= Jeff Ledbetter =

American baseball player

Jeff Ledbetter (born December 25, 1959) is an American former baseball player who was named player of the year in college baseball by Baseball America and Sporting News in 1982. He played professionally in the minor leagues from 1982 to 1986.

==Early life and education==
After being drafted by the New York Yankees in the 22nd round during the 1978 Major League Baseball draft out of Largo High School, Ledbetter planned to decline the offer and attend college.

In season records, Ledbetter had the most RBIs for Florida State with 95 in 1981 and 124 in 1982. He was also the college's 1982 batting average season leader with a .381 average. For almost 40 years, Ledbetter has held multiple career records for Florida State with 97 home runs, 346 RBIs, and 704 total bases. As an NCAA Division I college baseball player, Ledbetter led the 1982 season with 273 total bases. In home runs, LedBetter set records in 1982 with 42 season home runs and 97 career home runs.

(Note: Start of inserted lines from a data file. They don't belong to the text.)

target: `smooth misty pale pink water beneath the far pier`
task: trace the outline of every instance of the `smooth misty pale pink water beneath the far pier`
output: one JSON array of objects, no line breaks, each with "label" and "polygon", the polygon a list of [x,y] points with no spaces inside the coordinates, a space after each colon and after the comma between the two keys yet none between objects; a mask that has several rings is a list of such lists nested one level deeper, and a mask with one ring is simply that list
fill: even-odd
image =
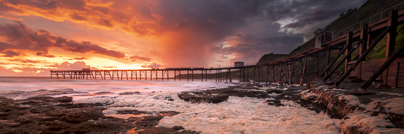
[{"label": "smooth misty pale pink water beneath the far pier", "polygon": [[[186,91],[224,88],[229,85],[224,82],[208,80],[102,80],[102,79],[51,79],[50,77],[0,77],[0,91],[34,91],[39,89],[65,89],[72,88],[74,91],[89,93],[96,92],[134,92],[147,93],[152,91]],[[57,95],[64,96],[67,94]],[[69,94],[68,96],[73,95]],[[78,94],[74,94],[78,95]],[[116,96],[118,94],[100,94],[97,96]],[[73,96],[74,99],[88,96]]]}]

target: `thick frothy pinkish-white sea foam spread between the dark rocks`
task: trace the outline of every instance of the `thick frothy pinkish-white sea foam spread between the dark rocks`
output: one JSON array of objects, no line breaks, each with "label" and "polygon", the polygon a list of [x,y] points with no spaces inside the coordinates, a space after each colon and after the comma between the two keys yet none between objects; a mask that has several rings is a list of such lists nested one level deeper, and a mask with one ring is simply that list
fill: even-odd
[{"label": "thick frothy pinkish-white sea foam spread between the dark rocks", "polygon": [[102,103],[113,102],[103,111],[107,115],[130,109],[178,111],[181,113],[164,117],[158,126],[179,125],[202,133],[340,133],[339,119],[331,119],[292,101],[275,107],[265,104],[264,99],[230,96],[228,101],[218,104],[190,103],[180,99],[177,92],[155,92],[108,99],[84,98],[76,103],[97,102],[97,99]]}]

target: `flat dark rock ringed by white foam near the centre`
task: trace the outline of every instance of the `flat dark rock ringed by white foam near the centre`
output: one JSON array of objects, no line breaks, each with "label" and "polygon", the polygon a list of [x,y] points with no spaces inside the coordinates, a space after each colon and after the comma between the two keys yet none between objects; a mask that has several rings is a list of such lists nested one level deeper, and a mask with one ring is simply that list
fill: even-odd
[{"label": "flat dark rock ringed by white foam near the centre", "polygon": [[229,99],[228,94],[194,94],[189,92],[181,92],[178,97],[185,101],[197,103],[197,102],[208,102],[208,103],[220,103]]}]

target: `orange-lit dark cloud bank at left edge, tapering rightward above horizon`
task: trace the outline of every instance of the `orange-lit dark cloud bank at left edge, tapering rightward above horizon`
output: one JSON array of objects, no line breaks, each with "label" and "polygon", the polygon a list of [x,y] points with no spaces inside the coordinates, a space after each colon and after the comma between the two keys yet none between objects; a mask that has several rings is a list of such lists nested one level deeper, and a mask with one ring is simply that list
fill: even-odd
[{"label": "orange-lit dark cloud bank at left edge, tapering rightward above horizon", "polygon": [[114,50],[107,50],[90,42],[77,42],[64,37],[55,36],[46,30],[32,31],[22,22],[17,24],[0,25],[0,36],[8,40],[9,43],[0,42],[0,51],[6,56],[17,56],[18,53],[5,49],[18,49],[36,51],[37,56],[55,57],[49,55],[48,50],[59,48],[63,51],[73,53],[94,53],[116,58],[124,58],[125,54]]}]

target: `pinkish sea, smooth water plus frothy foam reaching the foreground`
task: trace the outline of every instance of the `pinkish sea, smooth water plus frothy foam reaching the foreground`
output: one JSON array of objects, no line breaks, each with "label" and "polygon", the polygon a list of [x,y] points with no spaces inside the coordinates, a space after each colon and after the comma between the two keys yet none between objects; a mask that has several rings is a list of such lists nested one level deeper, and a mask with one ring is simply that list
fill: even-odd
[{"label": "pinkish sea, smooth water plus frothy foam reaching the foreground", "polygon": [[[133,95],[114,97],[73,96],[75,103],[100,102],[108,104],[107,116],[117,111],[136,109],[153,113],[173,110],[181,112],[160,120],[161,127],[183,126],[201,133],[340,133],[340,119],[301,107],[293,101],[282,100],[285,106],[273,106],[265,99],[230,96],[218,104],[191,103],[178,97],[187,90],[206,90],[233,86],[225,82],[208,80],[101,80],[51,79],[50,77],[0,77],[0,91],[33,91],[39,89],[72,88],[89,93],[109,91],[134,92]],[[167,98],[170,98],[168,100]],[[130,117],[130,116],[119,116]]]}]

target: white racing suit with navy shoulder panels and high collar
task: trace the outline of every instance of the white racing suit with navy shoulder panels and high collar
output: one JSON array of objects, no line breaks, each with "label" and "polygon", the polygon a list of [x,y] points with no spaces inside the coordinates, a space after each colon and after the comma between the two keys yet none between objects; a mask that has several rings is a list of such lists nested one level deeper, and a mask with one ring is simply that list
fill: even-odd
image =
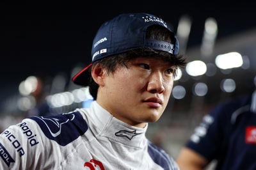
[{"label": "white racing suit with navy shoulder panels and high collar", "polygon": [[117,120],[97,102],[26,118],[0,135],[0,169],[179,169],[146,130]]}]

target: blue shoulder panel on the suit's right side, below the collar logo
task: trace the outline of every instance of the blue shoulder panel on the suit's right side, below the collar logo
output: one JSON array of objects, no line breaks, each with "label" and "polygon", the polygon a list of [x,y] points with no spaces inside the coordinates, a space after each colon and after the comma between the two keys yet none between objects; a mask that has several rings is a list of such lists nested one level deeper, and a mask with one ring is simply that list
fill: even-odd
[{"label": "blue shoulder panel on the suit's right side, below the collar logo", "polygon": [[148,141],[148,154],[152,160],[154,160],[157,165],[163,167],[164,170],[177,169],[177,166],[175,166],[169,155],[150,141]]}]

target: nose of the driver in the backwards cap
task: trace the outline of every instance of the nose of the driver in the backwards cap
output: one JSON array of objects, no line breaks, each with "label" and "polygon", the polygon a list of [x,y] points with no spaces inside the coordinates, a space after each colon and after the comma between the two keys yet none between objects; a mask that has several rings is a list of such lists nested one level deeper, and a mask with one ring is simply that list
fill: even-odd
[{"label": "nose of the driver in the backwards cap", "polygon": [[163,75],[160,72],[154,72],[148,79],[147,91],[150,93],[163,93]]}]

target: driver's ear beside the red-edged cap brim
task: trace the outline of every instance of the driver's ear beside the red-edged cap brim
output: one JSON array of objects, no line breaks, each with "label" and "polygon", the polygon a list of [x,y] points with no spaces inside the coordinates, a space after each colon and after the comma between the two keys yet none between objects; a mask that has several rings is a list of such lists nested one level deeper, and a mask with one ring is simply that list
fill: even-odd
[{"label": "driver's ear beside the red-edged cap brim", "polygon": [[106,69],[102,68],[102,66],[100,65],[93,66],[92,78],[97,84],[99,84],[99,86],[105,85],[105,81],[104,81],[105,77],[106,77]]}]

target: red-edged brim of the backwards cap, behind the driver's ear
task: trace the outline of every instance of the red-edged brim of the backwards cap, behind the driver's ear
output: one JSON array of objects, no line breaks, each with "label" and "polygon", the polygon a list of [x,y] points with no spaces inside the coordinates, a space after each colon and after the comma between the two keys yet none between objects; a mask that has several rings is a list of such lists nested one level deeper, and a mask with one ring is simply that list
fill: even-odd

He held both Division I home run records for three years until they were broken by Pete Incaviglia in 1985. Alternatively, Ledbetter continued to retain a three decade NCAA Division I career record in 2019 with 346 RBIs. In 1980, he played collegiate summer baseball with the Hyannis Mets of the Cape Cod Baseball League and was named a league all-star.

==Career==
At the 1982 Major League Baseball draft, Ledbetter was drafted by the Boston Red Sox in the first round. He spent the 1982 season with the Winston-Salem Red Sox, where he struggled to start off his minor league career. In his first 50 games, he had a batting average of .207. By the end of the season, he had a .238 batting average and seven home runs in 62 games. The following season, Ledbetter played for the Winter Haven Red Sox, where he had a .274 batting average and nine home runs in 99 games.

In 1984, he spent the year with the New Britain Red Sox in the Double-A affiliate Eastern League, and hit .214 in 114 games. After the season ended, Ledbetter requested his release, which was granted, and signed with the St. Louis Cardinals organization. He split the season with the Arkansas Travelers and St. Petersburg Cardinals. His final professional baseball season was 1986, where he hit .180 in 27 games for Arkansas.

==Awards and honors==
Sporting News selected Ledbetter as an All-American during 1981 He was named All-America by the American Baseball Coaches Association in 1982. During 1982, Ledbetter was named player of the year in college baseball by Baseball America and Sporting News. In 1991, Ledbetter was inducted into the Florida State University Hall of Fame.